Sween and Webb combined for Trinidad and Tobago’s opening goal in the 67th minute, which temporarily halved what was a two-goal deficit.
Canada restored their two-goal lead, through talented forward Kyler Vojvodic, within seconds.
“You are most vulnerable after you just have scored,” said Cooper. “Having played for so long with a man down, when we scored we got a bit carried away and mentally they were still celebrating when Canada scored again. We were a bit naïve.”
Cooper had another trick up his sleeve though. Presentation College (San Fernando) attacker Vaughn Clement was introduced for Derrel Garcia on the right flank in the 68th minute and was soon involved in Trinidad and Tobago’s second item.
Clement dribbled an opponent and found Webb who relayed the ball to Sween in a dangerous position. And Sween outfoxed Canada defender Chimere Omeze to win the free kick that he emphatically bent beyond opposing goalkeeper Nathaniel Abraham.
“Clement immediately had an effect on the game [and] he brought another dimension from the side of the field,” said Cooper, who also doubles as Presentation coach. “[…] Then Sween did what he normally does with free kicks.

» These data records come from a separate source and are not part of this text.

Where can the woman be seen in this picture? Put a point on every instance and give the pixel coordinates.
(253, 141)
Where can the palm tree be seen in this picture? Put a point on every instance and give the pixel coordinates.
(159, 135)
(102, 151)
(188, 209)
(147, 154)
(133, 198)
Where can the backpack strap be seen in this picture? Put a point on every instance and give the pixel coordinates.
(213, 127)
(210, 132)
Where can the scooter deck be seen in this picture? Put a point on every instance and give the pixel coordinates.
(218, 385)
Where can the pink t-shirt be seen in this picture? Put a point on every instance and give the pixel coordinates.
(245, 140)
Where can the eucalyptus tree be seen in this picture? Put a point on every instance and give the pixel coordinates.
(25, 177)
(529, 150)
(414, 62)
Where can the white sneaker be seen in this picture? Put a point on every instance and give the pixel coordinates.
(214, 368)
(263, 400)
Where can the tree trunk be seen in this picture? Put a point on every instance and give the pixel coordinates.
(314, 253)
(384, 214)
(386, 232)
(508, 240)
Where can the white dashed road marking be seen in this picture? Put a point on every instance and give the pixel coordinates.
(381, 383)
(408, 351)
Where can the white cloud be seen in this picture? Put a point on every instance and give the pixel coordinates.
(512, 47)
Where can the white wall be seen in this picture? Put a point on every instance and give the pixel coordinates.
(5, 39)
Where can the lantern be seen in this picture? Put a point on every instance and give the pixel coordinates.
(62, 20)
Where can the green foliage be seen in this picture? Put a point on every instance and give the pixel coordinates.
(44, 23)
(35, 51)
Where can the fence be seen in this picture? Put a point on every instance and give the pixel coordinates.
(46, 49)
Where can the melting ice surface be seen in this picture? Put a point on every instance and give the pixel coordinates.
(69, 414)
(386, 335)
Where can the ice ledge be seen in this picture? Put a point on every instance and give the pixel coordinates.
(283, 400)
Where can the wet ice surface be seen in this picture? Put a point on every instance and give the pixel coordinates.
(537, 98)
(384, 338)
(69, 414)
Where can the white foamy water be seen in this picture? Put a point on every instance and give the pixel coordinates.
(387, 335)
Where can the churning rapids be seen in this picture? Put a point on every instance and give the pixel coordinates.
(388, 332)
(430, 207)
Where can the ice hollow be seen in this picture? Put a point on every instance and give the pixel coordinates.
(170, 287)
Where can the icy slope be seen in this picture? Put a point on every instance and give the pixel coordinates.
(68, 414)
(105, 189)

We just had to calm him down.
“We have been speaking to him about not trying to hit it too hard because his technique is so good that he only has to place it… It was a wonder goal!”
It was, eventually, not enough for a point. Cooper described the game as “a hard fought loss”.
“The Canada coach said to play 70 minutes with 10 men at altitude and score twice—[that is a] great job,” said Cooper. “In football, when you win it is because of the players, and when you lose it is always the coach’s fault. But that is okay. I will take the blame off the players.”
The Trinidad and Tobago players started their physical recovery immediately after the final whistle, with a combination of bananas and a bath in the chilly swimming pool.
Meanwhile, Cooper, assistant coach Devin Elcock and manager Christo Gouveia watched the United States of America’s 5-0 win over Barbados.
He warned that USA would be far more challenging than Canada.
“America have a really nice playing team,” said Cooper. “Barbados have a nice, tight defensive structure but America wore them down… Barbados also have some quality players but America are so much better prepared.
“[…] You can see the organisation in their players. Everyone is very calm on the ball and tactically aware of each other’s position.
“As I’ve said before, teams like America prepare for World Cups whereas we prepare for Concacaf. But we are here to represent the red, white and black and we will do the best we can.”
With Cardines suspended, central defender Jaden Williams hobbling with a knee strain and Ochoa battling to shake off illness, a date with USA in 24 hours is quite the challenge.
Can Trinidad and Tobago’s teenagers hold their nerve again?